[linux-cifs-client] i_mutex and deadlock

Steve French (smfltc) smfltc at us.ibm.com
Fri Feb 23 16:02:16 GMT 2007


A field in i_size_write (i_size_seqcount) must be protected against 
simultaneous update otherwise we risk looping in i_size_read.

The suggestion in fs.h is to use i_mutex which seems too dangerous due 
to the possibility of deadlock.

There are 65 places in the fs directory which lock an i_mutex, and seven 
more in the mm directory.   The vfs does clearly lock file inodes in 
some paths before calling into a particular filesystem (nfs, ext3, cifs 
etc.) - in particular for fsync but probably for others that are harder 
to trace.  This seems to introduce the possibility of deadlock if a 
filesystem also uses i_mutex to protect file size updates

Documentation/filesystems/Locking describes the use of i_mutex (was 
"i_sem" previously) and indicates that it is held by the vfs on three 
additional calls on file inodes which concern me (for deadlock 
possibility), setattr, truncate and unlink.

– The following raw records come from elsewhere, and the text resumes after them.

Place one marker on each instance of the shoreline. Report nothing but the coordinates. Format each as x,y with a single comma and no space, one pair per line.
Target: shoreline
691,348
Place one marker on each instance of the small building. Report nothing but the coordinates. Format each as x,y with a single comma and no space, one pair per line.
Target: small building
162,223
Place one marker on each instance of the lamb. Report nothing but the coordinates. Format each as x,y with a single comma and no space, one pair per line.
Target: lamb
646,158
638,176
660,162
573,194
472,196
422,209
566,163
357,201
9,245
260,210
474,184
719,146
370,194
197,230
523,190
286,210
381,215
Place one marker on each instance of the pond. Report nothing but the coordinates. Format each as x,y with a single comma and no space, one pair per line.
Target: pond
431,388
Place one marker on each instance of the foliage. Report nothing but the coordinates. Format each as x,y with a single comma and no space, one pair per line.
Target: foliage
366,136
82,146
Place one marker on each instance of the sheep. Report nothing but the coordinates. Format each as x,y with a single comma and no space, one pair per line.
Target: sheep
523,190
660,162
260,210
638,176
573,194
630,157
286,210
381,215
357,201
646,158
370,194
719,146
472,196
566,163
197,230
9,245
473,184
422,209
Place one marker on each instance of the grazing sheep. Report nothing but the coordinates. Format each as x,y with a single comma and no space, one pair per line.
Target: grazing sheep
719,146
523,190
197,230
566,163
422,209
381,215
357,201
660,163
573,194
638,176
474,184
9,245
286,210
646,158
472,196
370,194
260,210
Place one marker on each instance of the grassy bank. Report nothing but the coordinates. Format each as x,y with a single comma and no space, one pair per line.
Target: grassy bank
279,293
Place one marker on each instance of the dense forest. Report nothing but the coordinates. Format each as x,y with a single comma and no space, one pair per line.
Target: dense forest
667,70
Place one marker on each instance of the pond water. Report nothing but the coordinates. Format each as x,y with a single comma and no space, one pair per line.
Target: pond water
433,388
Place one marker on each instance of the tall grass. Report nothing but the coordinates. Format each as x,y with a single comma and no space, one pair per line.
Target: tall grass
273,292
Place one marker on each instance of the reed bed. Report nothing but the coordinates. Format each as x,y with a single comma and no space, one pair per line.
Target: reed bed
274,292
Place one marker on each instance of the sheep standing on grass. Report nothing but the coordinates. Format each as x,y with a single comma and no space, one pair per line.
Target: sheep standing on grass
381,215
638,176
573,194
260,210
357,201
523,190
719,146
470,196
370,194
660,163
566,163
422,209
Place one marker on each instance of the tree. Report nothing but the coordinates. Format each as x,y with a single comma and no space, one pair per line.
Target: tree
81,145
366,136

nfs seems to limit its use of i_mutex to llseek and invalidate_mapping, 
and does not appear to grab the i_mutex (or any sem for that matter) to 
protect i_size_write
(nfs calls i_size_write in nfs_grow_file) - and for the case of 
nfs_fhget (in which they bypass i_size_write and set i_size directly) 
does not seem to grab i_mutex either.

ext3 also does not use i_mutex for this purpose (protecting 
i_size_write) - ony to protect a journalling ioctl.

I am concerned about using i_mutex to protect the cifs calls to 
i_size_write (although it seems to fix a problem reported in i_size_read 
under stress) because of the following:

1) no one else calls i_size_write AFAIK (on our file inodes)
2) we don't block inside i_size_write do we ... (so why in the world do 
they take a slow mutex instead of a fast spinlock)
3) we don't really know what happens inside fsync (the paths through the 
page cache code seem complex and we don't want to reenter writepage in 
low memory conditions and deadlock updating the file size), and there is 
some concern that the vfs takes the i_mutex in other paths on file 
inodes before entering our code and could deadlock.

Any reason, why an fs shouldn't simply use something else (a spinlock) 
other than i_mutex to protect the i_size_write call?